= Ceramic membrane =

Ceramic membranes are a type of artificial membranes made from inorganic materials (such as alumina, titania, zirconia oxides, silicon carbide or some glassy materials). They are used in membrane operations for liquid filtration.

By contrast with polymeric membranes, they can be used in separations where aggressive media (acids, strong solvents) are present. They also have excellent thermal stability which makes them usable in high-temperature membrane operations.

Like polymeric membranes, they are either dense or porous.

Researchers have studied ceramic membranes for potential applications in wastewater treatment, gas separation, and membrane reactors. Ceramic membranes typically last longer than polymeric membranes which are more commonly used for these applications. Currently ceramic membranes have not seen widespread usage mainly due to their high cost of production.

Configurations include tubular cross flow and dead-end membranes as well as flat sheet membranes.

==Dense membranes==
Dense ceramic membranes are used for the purpose of gas separation. Examples are the separation of oxygen from air, or the separation of hydrogen gas from a mixture. Dense ceramic membranes have been studied for process intensification applications to reduce the energy consumption of many technologies used in the petroleum industry. One such application is membrane reactors, through the use of dense oxygen permeable membranes.

==Porous membranes==
Porous ceramic membranes are chiefly used for gas separation and micro- or nanofiltration. They can be made from both crystalline as well as amorphous solids.

An example of an amorphous membrane is the silica membrane.

An example of a highly porous membrane is the type made of silicon carbide.

Porous ceramic membranes are typically manufactured through a slip coating-sintering process. In this process a support is initially made by sintering particles of a ceramic material into a mold with a binding agent. The surface of this support is then coated in a solution of finer ceramic particles and a polymeric binder. This coating is then sintered to form a porous layer of the membrane. This process can then be repeated to form new layers that are typically formed with smaller part ceramic particles. This repeated process with increasingly small particles creates an anisotropic membrane.

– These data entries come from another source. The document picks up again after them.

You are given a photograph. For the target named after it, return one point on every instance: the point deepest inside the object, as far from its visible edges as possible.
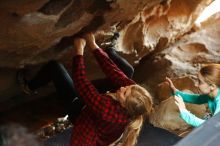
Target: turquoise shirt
(213, 104)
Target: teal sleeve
(191, 119)
(193, 98)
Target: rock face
(160, 36)
(30, 29)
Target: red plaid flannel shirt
(104, 119)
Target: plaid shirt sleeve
(85, 89)
(117, 77)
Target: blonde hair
(138, 104)
(211, 74)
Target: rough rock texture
(159, 35)
(31, 28)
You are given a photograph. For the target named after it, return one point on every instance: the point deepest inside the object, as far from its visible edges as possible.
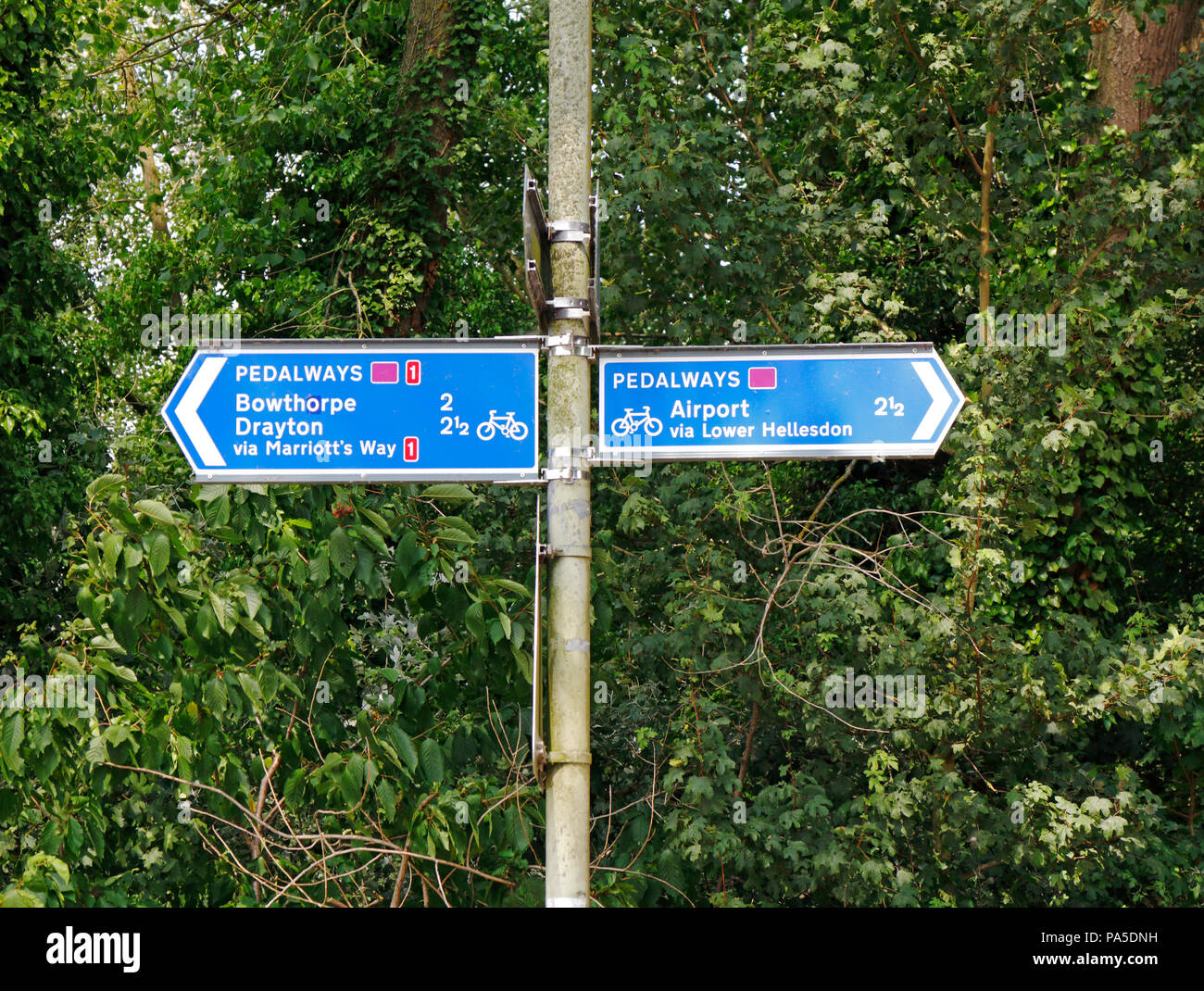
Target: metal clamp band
(569, 230)
(569, 344)
(565, 474)
(573, 453)
(567, 308)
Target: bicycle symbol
(636, 422)
(507, 425)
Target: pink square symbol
(384, 372)
(762, 378)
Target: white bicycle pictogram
(637, 421)
(506, 425)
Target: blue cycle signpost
(773, 402)
(359, 410)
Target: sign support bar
(567, 882)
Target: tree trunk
(1122, 56)
(428, 37)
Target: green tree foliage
(320, 695)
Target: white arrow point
(189, 420)
(942, 398)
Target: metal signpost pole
(569, 426)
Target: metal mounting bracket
(538, 236)
(569, 344)
(565, 474)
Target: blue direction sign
(356, 410)
(774, 402)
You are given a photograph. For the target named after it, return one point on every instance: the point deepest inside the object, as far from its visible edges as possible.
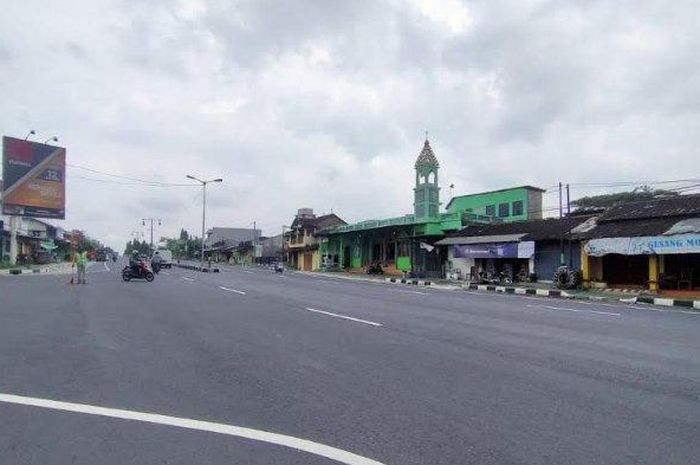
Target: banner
(495, 250)
(33, 179)
(645, 245)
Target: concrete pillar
(585, 268)
(653, 273)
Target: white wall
(462, 264)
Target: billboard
(34, 178)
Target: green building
(405, 243)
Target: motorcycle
(375, 268)
(144, 271)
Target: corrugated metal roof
(682, 205)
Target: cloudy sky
(325, 104)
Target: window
(517, 208)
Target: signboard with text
(645, 245)
(524, 249)
(34, 179)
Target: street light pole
(152, 220)
(204, 221)
(204, 212)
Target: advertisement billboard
(34, 179)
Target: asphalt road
(397, 374)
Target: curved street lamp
(204, 210)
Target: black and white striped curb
(196, 268)
(17, 271)
(414, 282)
(519, 290)
(665, 302)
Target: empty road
(202, 368)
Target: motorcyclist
(135, 262)
(156, 261)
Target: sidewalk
(534, 289)
(51, 268)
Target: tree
(600, 202)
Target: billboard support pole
(13, 240)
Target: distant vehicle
(143, 271)
(166, 258)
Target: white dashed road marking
(231, 290)
(304, 445)
(410, 292)
(577, 310)
(335, 315)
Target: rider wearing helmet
(135, 262)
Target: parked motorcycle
(143, 271)
(375, 268)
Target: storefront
(669, 262)
(488, 257)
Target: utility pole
(151, 220)
(561, 232)
(204, 211)
(568, 213)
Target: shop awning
(646, 245)
(480, 239)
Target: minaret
(426, 202)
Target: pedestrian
(81, 264)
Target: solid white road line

==History & manufacturers of ceramic membranes==
The first ceramic membranes were produced in France in the 1980s for the purpose of uranium enrichment in the nuclear industry. After many of the nuclear plants were set up in France other industrial application areas for the ceramic membranes were sought out.
At the same time academic research on ceramic membranes was conducted. The leading group was directed by Professor Louis Cot at the National Graduate School of Chemistry in Montpellier. The group growth gave rise to the creation of a laboratory fully dedicated to the membrane materials and processes from 1994
and to the European Membrane Institute of Montpellier in 2000.
French manufacturers of ceramic membranes include Orelis Environnement (Alsys group), Pall Exekia and Tami Industries. Other companies outside France include CoorsTek (http://www.coorstek.com), Atech (http://www.atech-innovations.com), Inopor, Jiangsu Jiuwu, Meidensha, METAWATER (https://www.metawater.co.jp/eng/), Liqtech, and Mantec Technical Ceramics Ltd (http://www.mantectechnicalceramics.com/products-services/porous-ceramics/filtration/star-sep-membranes/elements)

While most of the ceramic membrane manufacturers produce the membranes of carriers and membrane layers of alumina oxide, titanium oxide and zirconia oxide only a few manufacturers work with silicon carbide. Silicon carbide requires higher sintering temperatures (>2000 °C) compared to oxide based membranes (1200-1600 °C). The pioneers in developing and commercializing silicon carbide membranes are the Danish company Liqtech, CeraMem (Alsys group) and American company Kemco Systems.